Of the five other customers, Jenny was of the greatest interest to Salsbury. A few hours ago, when he talked to Dr. Troutman, he learned that neither Jenny nor her father had complained of the night chills. The fact that a number of children had also escaped them did not disturb him. The effect of the subliminals was, in part, directly proportionate to the subject’s language skills and reading ability; and he had expected that some children would be unaffected. But Sam and Jenny were adults, and they should not have gone untouched.

Possibly they hadn’t consumed any of the drug. If that was true, then they hadn’t drunk any water from the town system, hadn’t used it to make ice cubes, and hadn’t cooked with it. That was marginally possible, he supposed. Marginally. However, the drug had also been introduced into fourteen products at a food wholesaler’s warehouse in Bangor before those products were shipped to Black River, and it was difficult for him to believe that they could have been so fortunate as to have avoided, by chance, every contaminated substance.

There was a second possibility. It was conceivable, although highly improbable, that the Edisons had taken the drug but hadn’t come into contact with any of the sophisticated subliminal programming that had been designed with such care for the Black River experiment and that had inundated the town through half a dozen forms of print and electronic media for a period of seven days.
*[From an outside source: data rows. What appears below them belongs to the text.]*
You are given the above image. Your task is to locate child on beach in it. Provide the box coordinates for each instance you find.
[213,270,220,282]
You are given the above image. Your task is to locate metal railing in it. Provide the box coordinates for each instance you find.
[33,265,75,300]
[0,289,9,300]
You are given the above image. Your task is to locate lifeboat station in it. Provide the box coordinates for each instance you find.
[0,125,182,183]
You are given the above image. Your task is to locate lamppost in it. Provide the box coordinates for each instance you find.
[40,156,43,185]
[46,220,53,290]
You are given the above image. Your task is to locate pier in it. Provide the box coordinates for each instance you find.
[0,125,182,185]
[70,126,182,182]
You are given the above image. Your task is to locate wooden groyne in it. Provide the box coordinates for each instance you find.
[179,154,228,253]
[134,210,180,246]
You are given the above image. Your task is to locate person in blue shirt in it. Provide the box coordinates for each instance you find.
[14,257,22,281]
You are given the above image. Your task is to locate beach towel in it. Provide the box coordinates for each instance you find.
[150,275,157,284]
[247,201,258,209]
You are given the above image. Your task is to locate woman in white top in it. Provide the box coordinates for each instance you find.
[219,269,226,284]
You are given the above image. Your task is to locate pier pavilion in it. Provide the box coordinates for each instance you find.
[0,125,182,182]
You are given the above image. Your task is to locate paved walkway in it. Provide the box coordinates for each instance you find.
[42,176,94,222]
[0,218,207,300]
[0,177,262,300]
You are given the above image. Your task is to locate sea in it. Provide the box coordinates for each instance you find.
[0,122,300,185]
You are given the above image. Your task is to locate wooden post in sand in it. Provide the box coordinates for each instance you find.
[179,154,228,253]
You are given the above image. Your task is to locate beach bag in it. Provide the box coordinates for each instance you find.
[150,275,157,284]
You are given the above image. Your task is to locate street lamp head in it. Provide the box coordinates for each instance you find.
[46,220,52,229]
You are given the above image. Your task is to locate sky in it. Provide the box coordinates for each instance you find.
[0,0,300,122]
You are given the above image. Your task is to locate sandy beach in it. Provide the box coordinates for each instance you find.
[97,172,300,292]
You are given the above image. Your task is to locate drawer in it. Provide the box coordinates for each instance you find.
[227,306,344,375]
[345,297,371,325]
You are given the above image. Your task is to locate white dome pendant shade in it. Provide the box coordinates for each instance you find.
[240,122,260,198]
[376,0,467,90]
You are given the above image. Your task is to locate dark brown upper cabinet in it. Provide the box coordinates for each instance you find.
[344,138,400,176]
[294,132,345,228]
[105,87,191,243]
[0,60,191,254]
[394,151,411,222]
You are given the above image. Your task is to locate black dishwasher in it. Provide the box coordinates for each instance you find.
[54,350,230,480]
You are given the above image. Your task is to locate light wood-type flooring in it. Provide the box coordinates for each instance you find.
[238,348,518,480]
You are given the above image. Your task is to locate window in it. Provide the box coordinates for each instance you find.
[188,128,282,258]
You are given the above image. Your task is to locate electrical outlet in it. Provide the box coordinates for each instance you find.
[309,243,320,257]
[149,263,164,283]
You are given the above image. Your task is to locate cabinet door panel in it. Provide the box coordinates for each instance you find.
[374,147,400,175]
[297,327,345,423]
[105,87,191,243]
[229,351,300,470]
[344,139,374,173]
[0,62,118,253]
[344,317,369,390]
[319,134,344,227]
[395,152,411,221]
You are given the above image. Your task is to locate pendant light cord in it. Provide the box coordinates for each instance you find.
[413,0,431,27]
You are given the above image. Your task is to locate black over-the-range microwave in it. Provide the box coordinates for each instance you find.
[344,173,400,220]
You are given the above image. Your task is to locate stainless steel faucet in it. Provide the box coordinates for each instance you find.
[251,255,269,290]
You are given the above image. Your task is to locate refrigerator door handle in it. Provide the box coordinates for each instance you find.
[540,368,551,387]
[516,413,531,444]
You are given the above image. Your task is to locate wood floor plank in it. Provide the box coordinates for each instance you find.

Salsbury was nearly certain that neither of these explanations was correct, and that the truth was both complex and technical. Even the most beneficial drugs did not have a benign effect on everyone; any drug could be counted upon to sicken or kill at least a tiny percentage of those people to whom it was administered. Moreover, for virtually every drug, there were some people, another extremely small group, who were either minimally affected or utterly untouched by it, owing to differences in metabolisms, variances in body chemistries, and unknown factors. More likely than not, Jenny and Sam Edison had taken the subliminal primer in water or food but hadn’t been altered by it-either not at all or not as they should have been-and subsequently were unimpressed by the subliminals because they hadn’t been made ready for them.

Eventually he would have to give the two of them a series of examinations and tests at a fully equipped medical clinic, with the hope that he could find what it was that made them impervious to the drug. But that could wait. During the next three weeks he would be quietly recording and studying the effects that the drug and subliminals produced in the other people of Black River.

Although Salsbury was more interested in Jenny than in any of the other customers, most of the time his attention was focused on the younger of Ultman’s two waitresses. She was a lean, lithe brunette with dark eyes and a honey complexion. Perhaps twenty-five years old. A captivating smile. A rich, throaty voice perfect for the bedroom. To Salsbury, her every movement was filled with sexual innuendo and an all but open invitation to violation.

More important, however, the waitress reminded him of Miriam, the wife he had divorced twenty-seven years ago. Like Miriam, she had small, high-set breasts and very beautiful, supple legs. Her throaty voice resembled Miriam’s. And she had Miriam’s walk: an unstudied grace in every step, an unconscious and sinuous rolling of the hips that took his breath away.